YARGIYI TEMSİL: AHDK, kurulda meslektaşlarınca seçilmiş yargı mensuplarının sayısının ağırlıkta olmasını istiyor. Değişiklik taslağında yüksek yargının temsilci sayısı 4’e düşürülürken, alt kademe yargı mensuplarının seçeceği üye sayısı 10 olarak öngörüldü. Bakan, müskteşar ve Cumhurbaşkanı ile Anayasa Mahkemesi’nin atayacağı beş üye ile birlikte Yargıtay ve Danıştay ağırlığı tamamen ortadan kalkacak. Mevcut kurulda Yargıtay üç, Danıştay iki üyeyle temsil ediliyor.
YASAMA VE YÜRÜTME SEÇMEMELİ: Avrupa normları, yargı dışından gelen üyelerin Yasama ve yürütme tarafından seçimine karşı çıkıyor. Dört üye seçecek Cumhurbaşkanı sayılmazsa, yürütmenin HSYK’daki en önemli varlığı bakan ve müsteşarı oluyor.
YANDAŞ ÜYE UYARISI: AHDK, yargı kurullarına yargı dışından seçilen üyelerde ‘kendi çıkarlarına çalışma’, ‘kendini koruma’ ve ‘yandaşlık’ görüntüsünün ortaya çıkmaması gereğine işaret ediyor. Taslakta yargı mensuplarının yaygın bir seçimle gelecek olması ‘yandaşlık’ görüntüsünü ortadan kaldıracak nitelikte. Ancak yargı camiası dışından seçilecek Anayasa Mahkemesi raportörlerinin, yükseköğretim mensuplarının ve avukatların bu konudaki eleştirilere maruz kalma ihtimali yüksek.

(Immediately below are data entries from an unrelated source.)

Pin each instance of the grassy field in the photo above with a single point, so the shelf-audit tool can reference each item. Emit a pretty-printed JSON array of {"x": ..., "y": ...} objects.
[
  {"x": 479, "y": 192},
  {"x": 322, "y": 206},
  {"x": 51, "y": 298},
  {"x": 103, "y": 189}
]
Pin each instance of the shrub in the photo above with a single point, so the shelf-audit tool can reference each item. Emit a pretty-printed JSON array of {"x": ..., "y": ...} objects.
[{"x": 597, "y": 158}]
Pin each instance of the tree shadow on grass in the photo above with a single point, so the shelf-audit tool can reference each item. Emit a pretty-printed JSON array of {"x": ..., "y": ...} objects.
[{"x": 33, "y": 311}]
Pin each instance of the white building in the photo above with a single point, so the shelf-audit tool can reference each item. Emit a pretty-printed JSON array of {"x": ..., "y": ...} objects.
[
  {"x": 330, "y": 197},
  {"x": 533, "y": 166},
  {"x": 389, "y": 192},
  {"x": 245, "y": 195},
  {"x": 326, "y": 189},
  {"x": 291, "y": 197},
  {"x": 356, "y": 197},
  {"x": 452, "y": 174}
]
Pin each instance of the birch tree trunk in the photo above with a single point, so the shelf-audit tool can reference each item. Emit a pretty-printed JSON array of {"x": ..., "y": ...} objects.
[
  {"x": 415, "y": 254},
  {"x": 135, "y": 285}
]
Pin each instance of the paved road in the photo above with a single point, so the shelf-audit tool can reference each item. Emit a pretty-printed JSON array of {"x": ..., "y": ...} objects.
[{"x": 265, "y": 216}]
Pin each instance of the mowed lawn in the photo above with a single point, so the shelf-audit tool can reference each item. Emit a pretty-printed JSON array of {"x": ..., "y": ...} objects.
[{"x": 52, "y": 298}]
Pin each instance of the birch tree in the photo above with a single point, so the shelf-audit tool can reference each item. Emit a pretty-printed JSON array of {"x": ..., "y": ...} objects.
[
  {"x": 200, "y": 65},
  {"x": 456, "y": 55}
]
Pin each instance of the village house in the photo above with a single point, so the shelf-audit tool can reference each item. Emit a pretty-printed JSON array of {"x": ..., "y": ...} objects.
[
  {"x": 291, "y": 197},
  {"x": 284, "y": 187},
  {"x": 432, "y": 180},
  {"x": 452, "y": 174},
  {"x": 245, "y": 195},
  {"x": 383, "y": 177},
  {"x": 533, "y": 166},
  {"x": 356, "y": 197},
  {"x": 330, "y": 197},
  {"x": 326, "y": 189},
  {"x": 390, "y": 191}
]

İTİRAZ HAKKI: AB belgelerinde HSYK kararlarına itiraz yolunun kapalı olması eleştiriliyor. Taslakta kurulun kararlarına ‘meslekten çıkarma cezası hariç’ tutularak itiraz yolu açılıyor.
BAĞIMSIZ BÜTÇE VE SEKRETARYA: Avrupa Birliği, HSYK’nın bağımsız bütçesinin olmamasını, sekretarya işlerini yapacak bir yapılanmaması bulunmamasını eleştiri konusu yapıyor. Taslakta bu sorun tamamen çözülüyor.
DENETİM: AB, hâkimlerin sadece bakan izni ile bakana bağlı müfettişlerce denetlenmesine karşı çıkıyor. Taslakta, yargı mensuplarının denetiminin HSYK Başkanı sıfatını da taşıyan Adalet Bakanı’nın oluru ile kurul müfettişlerine yaptırılması öngörülüyor.